- Occupation(s): Professor Emerita of Psychology and Philosophy
- Awards: Elected Member of American Academy of Arts and Sciences (2018)

Academic background
- Alma mater: University of Reading; Harvard University

Academic work
- Institutions: Smith College

= Jill de Villiers =

American developmental psychologist

Jill G. de Villiers (born 1948) is a developmental psychologist known for her work in the field of language acquisition. She is the Sophia and Austin Smith Professor Emerita of Psychology and Philosophy at Smith College. de Villiers is a Fellow of the American Psychological Association. In 2018, she was elected as a Member of American Academy of Arts and Sciences.

de Villiers and her colleagues have developed critical tools for language assessment including the Quick Interactive Language Screener (QUILS), which is a computerized preschool language assessment, and the Diagnostic Evaluation of Language Variation (DELV), which aims to provide assessment for speakers of English dialects such as African-American English.

== Biography ==
de Villiers completed her B.S. degree in psychology from the University of Reading in 1969. She attended graduate school at Harvard University where she obtained her Ph.D. in experimental psychology at 1974 under the supervision of Roger Brown. After graduating, she taught at Harvard University for 8 years before moving to Smith College in 1971. At Smith, she received the Honored Professor award in 2003 and the Faculty Teaching award in 2002.

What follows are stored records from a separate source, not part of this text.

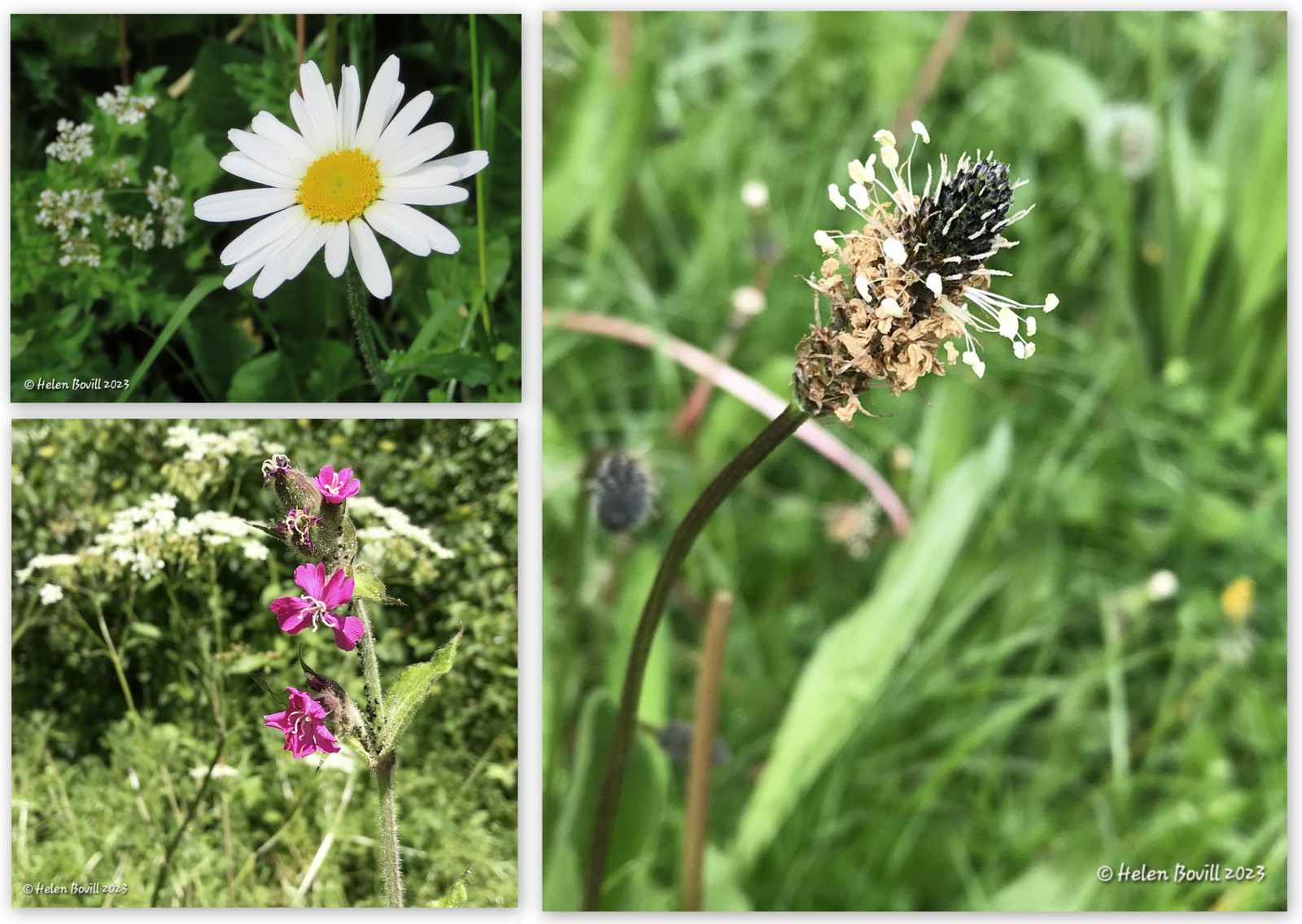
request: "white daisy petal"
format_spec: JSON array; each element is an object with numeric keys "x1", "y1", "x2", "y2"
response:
[
  {"x1": 380, "y1": 81, "x2": 406, "y2": 134},
  {"x1": 221, "y1": 151, "x2": 299, "y2": 189},
  {"x1": 252, "y1": 112, "x2": 317, "y2": 165},
  {"x1": 347, "y1": 218, "x2": 397, "y2": 298},
  {"x1": 224, "y1": 208, "x2": 310, "y2": 283},
  {"x1": 376, "y1": 122, "x2": 453, "y2": 177},
  {"x1": 367, "y1": 202, "x2": 461, "y2": 254},
  {"x1": 289, "y1": 93, "x2": 330, "y2": 156},
  {"x1": 382, "y1": 163, "x2": 465, "y2": 195},
  {"x1": 362, "y1": 199, "x2": 430, "y2": 256},
  {"x1": 226, "y1": 129, "x2": 308, "y2": 177},
  {"x1": 246, "y1": 223, "x2": 312, "y2": 298},
  {"x1": 339, "y1": 63, "x2": 362, "y2": 149},
  {"x1": 194, "y1": 189, "x2": 295, "y2": 221},
  {"x1": 419, "y1": 151, "x2": 488, "y2": 182},
  {"x1": 371, "y1": 89, "x2": 434, "y2": 163},
  {"x1": 298, "y1": 61, "x2": 339, "y2": 154},
  {"x1": 221, "y1": 207, "x2": 308, "y2": 267},
  {"x1": 380, "y1": 185, "x2": 470, "y2": 206},
  {"x1": 285, "y1": 221, "x2": 340, "y2": 280},
  {"x1": 326, "y1": 221, "x2": 347, "y2": 278},
  {"x1": 353, "y1": 54, "x2": 399, "y2": 154}
]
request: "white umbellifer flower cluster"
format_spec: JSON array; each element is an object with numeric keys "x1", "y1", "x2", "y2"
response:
[
  {"x1": 145, "y1": 167, "x2": 185, "y2": 249},
  {"x1": 37, "y1": 161, "x2": 185, "y2": 267},
  {"x1": 163, "y1": 423, "x2": 285, "y2": 499},
  {"x1": 347, "y1": 496, "x2": 456, "y2": 558},
  {"x1": 37, "y1": 189, "x2": 106, "y2": 267},
  {"x1": 46, "y1": 119, "x2": 95, "y2": 164},
  {"x1": 1090, "y1": 102, "x2": 1161, "y2": 180},
  {"x1": 15, "y1": 493, "x2": 267, "y2": 594},
  {"x1": 13, "y1": 553, "x2": 81, "y2": 584},
  {"x1": 163, "y1": 423, "x2": 274, "y2": 466},
  {"x1": 814, "y1": 121, "x2": 1059, "y2": 377},
  {"x1": 95, "y1": 86, "x2": 158, "y2": 125},
  {"x1": 82, "y1": 493, "x2": 176, "y2": 581}
]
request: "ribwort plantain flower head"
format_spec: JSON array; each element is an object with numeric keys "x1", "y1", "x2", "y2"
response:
[{"x1": 794, "y1": 122, "x2": 1057, "y2": 423}]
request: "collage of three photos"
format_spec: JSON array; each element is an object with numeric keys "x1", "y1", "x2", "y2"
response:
[{"x1": 9, "y1": 11, "x2": 1287, "y2": 917}]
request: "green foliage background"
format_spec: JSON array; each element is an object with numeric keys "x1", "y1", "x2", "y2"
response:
[
  {"x1": 11, "y1": 15, "x2": 521, "y2": 401},
  {"x1": 11, "y1": 421, "x2": 518, "y2": 907},
  {"x1": 543, "y1": 13, "x2": 1287, "y2": 911}
]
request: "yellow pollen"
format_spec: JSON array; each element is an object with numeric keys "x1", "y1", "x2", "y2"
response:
[{"x1": 298, "y1": 148, "x2": 380, "y2": 221}]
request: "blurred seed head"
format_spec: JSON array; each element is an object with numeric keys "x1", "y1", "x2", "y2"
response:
[
  {"x1": 741, "y1": 180, "x2": 768, "y2": 212},
  {"x1": 733, "y1": 285, "x2": 764, "y2": 317},
  {"x1": 1144, "y1": 569, "x2": 1180, "y2": 603},
  {"x1": 1090, "y1": 102, "x2": 1161, "y2": 180},
  {"x1": 655, "y1": 722, "x2": 732, "y2": 766},
  {"x1": 591, "y1": 451, "x2": 655, "y2": 532}
]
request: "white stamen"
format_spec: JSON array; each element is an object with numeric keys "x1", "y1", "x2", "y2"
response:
[{"x1": 998, "y1": 306, "x2": 1017, "y2": 340}]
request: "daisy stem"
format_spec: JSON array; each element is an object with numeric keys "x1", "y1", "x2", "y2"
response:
[
  {"x1": 583, "y1": 405, "x2": 809, "y2": 911},
  {"x1": 347, "y1": 267, "x2": 388, "y2": 392},
  {"x1": 371, "y1": 755, "x2": 402, "y2": 909}
]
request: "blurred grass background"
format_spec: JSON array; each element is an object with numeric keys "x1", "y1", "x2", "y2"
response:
[
  {"x1": 11, "y1": 421, "x2": 518, "y2": 907},
  {"x1": 11, "y1": 13, "x2": 521, "y2": 401},
  {"x1": 543, "y1": 11, "x2": 1287, "y2": 911}
]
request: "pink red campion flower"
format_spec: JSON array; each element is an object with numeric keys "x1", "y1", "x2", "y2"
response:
[
  {"x1": 263, "y1": 687, "x2": 339, "y2": 757},
  {"x1": 315, "y1": 464, "x2": 362, "y2": 503},
  {"x1": 271, "y1": 564, "x2": 366, "y2": 651}
]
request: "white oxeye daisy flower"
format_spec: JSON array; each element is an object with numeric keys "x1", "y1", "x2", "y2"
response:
[{"x1": 194, "y1": 54, "x2": 488, "y2": 298}]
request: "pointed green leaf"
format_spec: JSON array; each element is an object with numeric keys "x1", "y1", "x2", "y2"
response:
[
  {"x1": 347, "y1": 564, "x2": 406, "y2": 607},
  {"x1": 379, "y1": 629, "x2": 466, "y2": 760}
]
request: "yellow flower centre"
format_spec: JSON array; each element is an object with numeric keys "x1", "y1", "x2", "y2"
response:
[{"x1": 298, "y1": 148, "x2": 380, "y2": 221}]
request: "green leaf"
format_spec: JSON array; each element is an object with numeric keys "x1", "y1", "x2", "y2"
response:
[
  {"x1": 347, "y1": 564, "x2": 406, "y2": 607},
  {"x1": 731, "y1": 425, "x2": 1011, "y2": 867},
  {"x1": 379, "y1": 629, "x2": 466, "y2": 760},
  {"x1": 226, "y1": 350, "x2": 289, "y2": 401},
  {"x1": 117, "y1": 276, "x2": 224, "y2": 401},
  {"x1": 384, "y1": 351, "x2": 493, "y2": 386}
]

de Villiers work focuses on language acquisition, with a specific focus on young children's ability to use words and sentences to communicate with others. Her many contributions include studies of language acquisition in oral deaf children and relationships between language development and theory of mind. de Villiers' research has been funded by the March of Dimes, National Science Foundation, the Institute of Education Sciences, and the National Institute on Deafness and Other Communication Disorders.

== Books ==
- de Villiers, J. G., & de Villiers, P. A. (1978). Language acquisitions . Harvard University Press.
- de Villiers, J., & Roeper, T. (Eds.). (2011). Handbook of generative approaches to language acquisition. Springer Science & Business Media.

== Representative publications ==
- de Villiers, J. G. (2007). The interface of language and theory of mind. Lingua, 117 (11), 1858–1878.
- de Villiers, J. G., & de Villiers, P. A. (1973). A cross-sectional study of the acquisition of grammatical morphemes in child speech. Journal of Psycholinguistic Research, 2(3), 267–278.
- de Villiers, J. G., & de Villiers, P. A. (1973). Development of the use of word order in comprehension. Journal of Psycholinguistic Research, 2(4), 331–341.
- de Villiers, J. G., Flusberg, H. B. T., Hakuta, K., & Cohen, M. (1979). Children's comprehension of relative clauses. Journal of Psycholinguistic Research, 8(5), 499–518.
- de Villiers, J. G., & Pyers, J. E. (2002). Complements to cognition: A longitudinal study of the relationship between complex syntax and false-belief-understanding. Cognitive Development, 17 (1), 1037–1060.